Landsbanki Islands’s Bondholders May Get Next to Nothing
Creditors of failed Icelandic lender Landsbanki Islands hf will get next to nothing back from their investments after assets are sold to cover the bank’s priority claims, Finance Minister Steingrimur Sigfusson said.
The comments end hopes creditors, including BNP Paribas SA and Nordea Bank AB, may have had of recouping their share of $27.4 billion in debt owed them since Landsbanki’s collapse in October 2008. The government is struggling to resurrect relations with international investors after the failure of the island’s three biggest banks almost two years ago left $86 billion in debt, according to figures provided by the lenders’ resolution committees.
Iceland imposed emergency legislation on Oct. 6, 2008, allowing the state to take control of the three. The bill allowed the Financial Supervisory Authority to merge financial institutions and take over shareholder powers at meetings. Parliament has yet to decide on when the emergency bill will be reversed.
The state-created successors to Iceland’s failed banks may be facing a second round of failures after the Supreme Court on June 16 banned the indexation of loans in kronur to foreign exchange rates, leaving the banks liable for as much as $4.3 billion in currency losses, Sigfusson said on July 7.
For more, click here.
Zions Direct Fined for Disclosure Failure in Online CD Auctions
Zions Direct Inc., the online broker dealer of Zions Bancorporation, will pay $225,000 to settle regulatory claims that it failed to disclose a potential conflict of interest in online auctions for certificates of deposit.
Zions Direct began auctioning CDs issued by affiliated banks on its website in February 2007. Before November 2008, Zions Direct failed to tell investors that an affiliate, Liquid Asset Management, was participating in the auctions for its customers, the Financial Industry Regulatory Authority said yesterday in a statement. The regulator didn’t say how many consumers were affected or how much money was involved.
Salt Lake City-based Zions didn’t admit or deny wrongdoing in settling the claims, Finra said.
“We have corrected our disclosures and we believe that they now meet Finra standards,” Zions spokesman James Abbott said in a phone interview.
Thrifts Had $1.49 Billion Profit in Second Quarter, OTS Says
U.S. savings and loans reported a $1.49 billion combined profit in the second quarter as the industry continued recovery from the recession, the federal thrift regulator said.
The profit, a decline from $1.72 billion in the preceding three-month period, is the fourth consecutive quarterly profit, the Office of Thrift Supervision said yesterday in a statement. The number of so-called problem thrifts, those at risk of failure, rose to 54 from 50 in the previous quarter, the OTS said.
The OTS, which supervised 753 thrifts at the end of the second quarter, will merge with the Office of the Comptroller of the Currency, overseer of national banks, as part of the Dodd- Frank regulatory overhaul law. The OTS is a bureau of the Treasury Department.

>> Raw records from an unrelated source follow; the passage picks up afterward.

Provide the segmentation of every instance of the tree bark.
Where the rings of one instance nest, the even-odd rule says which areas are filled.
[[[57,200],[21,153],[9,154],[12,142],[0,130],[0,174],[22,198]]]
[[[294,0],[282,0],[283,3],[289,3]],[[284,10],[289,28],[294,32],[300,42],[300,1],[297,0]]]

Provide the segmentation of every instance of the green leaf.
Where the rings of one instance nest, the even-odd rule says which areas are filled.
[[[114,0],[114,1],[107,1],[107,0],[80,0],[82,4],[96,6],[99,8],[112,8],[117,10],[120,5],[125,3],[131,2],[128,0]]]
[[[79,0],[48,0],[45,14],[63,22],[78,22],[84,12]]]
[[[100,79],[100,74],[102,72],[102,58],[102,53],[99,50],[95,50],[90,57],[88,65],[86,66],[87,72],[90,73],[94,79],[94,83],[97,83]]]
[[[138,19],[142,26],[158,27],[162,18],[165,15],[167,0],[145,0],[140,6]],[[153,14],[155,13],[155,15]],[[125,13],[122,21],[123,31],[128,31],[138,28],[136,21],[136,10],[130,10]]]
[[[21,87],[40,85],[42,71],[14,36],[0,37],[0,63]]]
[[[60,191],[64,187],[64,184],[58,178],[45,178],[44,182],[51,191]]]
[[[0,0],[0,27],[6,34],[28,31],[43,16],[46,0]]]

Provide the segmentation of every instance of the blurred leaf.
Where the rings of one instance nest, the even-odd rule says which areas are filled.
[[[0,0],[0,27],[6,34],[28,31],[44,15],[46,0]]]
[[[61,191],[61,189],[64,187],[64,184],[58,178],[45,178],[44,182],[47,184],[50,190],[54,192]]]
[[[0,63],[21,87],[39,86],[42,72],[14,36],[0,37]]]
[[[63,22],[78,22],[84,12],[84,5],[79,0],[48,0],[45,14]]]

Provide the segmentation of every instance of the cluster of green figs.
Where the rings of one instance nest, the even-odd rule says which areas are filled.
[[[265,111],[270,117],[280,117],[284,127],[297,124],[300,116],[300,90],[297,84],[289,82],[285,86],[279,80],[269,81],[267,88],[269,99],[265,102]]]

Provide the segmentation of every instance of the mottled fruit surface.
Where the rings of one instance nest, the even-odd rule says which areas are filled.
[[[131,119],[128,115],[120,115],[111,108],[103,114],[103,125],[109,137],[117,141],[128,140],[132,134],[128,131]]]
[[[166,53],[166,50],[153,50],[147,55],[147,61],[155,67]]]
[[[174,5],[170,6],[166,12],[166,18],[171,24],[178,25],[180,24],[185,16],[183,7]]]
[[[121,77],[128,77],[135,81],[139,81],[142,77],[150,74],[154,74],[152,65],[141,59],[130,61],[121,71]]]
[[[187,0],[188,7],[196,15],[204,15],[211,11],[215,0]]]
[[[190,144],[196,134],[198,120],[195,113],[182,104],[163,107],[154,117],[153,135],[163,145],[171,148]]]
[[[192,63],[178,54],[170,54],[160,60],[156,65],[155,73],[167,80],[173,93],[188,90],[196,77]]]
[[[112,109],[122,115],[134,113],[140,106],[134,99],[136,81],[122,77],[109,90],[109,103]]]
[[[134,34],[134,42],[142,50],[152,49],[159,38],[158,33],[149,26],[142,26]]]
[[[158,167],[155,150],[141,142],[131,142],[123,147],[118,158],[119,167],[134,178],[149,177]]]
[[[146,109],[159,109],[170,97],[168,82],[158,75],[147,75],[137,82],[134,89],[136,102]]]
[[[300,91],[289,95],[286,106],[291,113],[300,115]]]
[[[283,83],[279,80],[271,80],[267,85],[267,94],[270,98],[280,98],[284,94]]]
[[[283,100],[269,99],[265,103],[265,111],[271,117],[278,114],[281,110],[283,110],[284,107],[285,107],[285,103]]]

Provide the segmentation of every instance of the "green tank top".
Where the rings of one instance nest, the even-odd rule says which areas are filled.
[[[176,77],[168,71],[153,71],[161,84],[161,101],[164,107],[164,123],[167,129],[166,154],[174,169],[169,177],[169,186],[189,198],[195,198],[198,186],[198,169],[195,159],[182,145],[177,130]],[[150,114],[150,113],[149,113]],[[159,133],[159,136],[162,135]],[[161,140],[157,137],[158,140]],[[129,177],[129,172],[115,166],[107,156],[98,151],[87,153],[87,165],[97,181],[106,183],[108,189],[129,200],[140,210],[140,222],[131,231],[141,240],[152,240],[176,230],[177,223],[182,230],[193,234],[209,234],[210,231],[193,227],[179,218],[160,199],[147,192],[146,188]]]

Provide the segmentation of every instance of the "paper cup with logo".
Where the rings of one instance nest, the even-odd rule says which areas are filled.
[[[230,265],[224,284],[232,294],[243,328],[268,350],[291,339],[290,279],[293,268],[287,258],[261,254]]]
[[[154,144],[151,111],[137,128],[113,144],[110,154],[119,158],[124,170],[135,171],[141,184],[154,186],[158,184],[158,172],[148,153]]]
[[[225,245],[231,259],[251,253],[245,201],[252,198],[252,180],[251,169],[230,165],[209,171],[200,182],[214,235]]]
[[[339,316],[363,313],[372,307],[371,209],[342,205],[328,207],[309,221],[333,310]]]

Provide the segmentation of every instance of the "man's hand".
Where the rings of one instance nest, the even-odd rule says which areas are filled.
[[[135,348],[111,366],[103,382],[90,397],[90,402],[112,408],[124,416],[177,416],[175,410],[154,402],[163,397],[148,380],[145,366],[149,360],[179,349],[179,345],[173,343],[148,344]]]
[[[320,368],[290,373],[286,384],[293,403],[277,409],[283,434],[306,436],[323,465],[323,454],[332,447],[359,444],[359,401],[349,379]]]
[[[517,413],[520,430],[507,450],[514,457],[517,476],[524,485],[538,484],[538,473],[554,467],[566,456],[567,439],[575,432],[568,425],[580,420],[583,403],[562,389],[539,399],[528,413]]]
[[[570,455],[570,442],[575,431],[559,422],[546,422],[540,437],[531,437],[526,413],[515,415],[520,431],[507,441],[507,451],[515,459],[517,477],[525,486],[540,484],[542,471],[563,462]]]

Drillers May Face Months of Delay Even After Obama Lifts Ban
President Barack Obama’s administration may agree to an early end for its moratorium on deep-water oil and gas drilling while backing new regulations that may keep rigs idle for months afterward, according to Michael McKenna, president of MWR Strategies, an oil industry consulting firm in Washington.
Obama is likely to lift the drilling ban in October, ahead of its scheduled Nov. 30 expiration, McKenna said in an interview. Heightened scrutiny of drilling’s risks may delay the resumption of operations by companies such as BP Plc and Apache Corp. until mid-2011, he said.
The administration halted drilling in waters deeper than 500 feet after BP’s Macondo well in the Gulf of Mexico blew out April 20. Government officials from Gulf Coast states say the moratorium is ravaging their regional economy, putting the White House under political pressure to end the ban early, according to McKenna.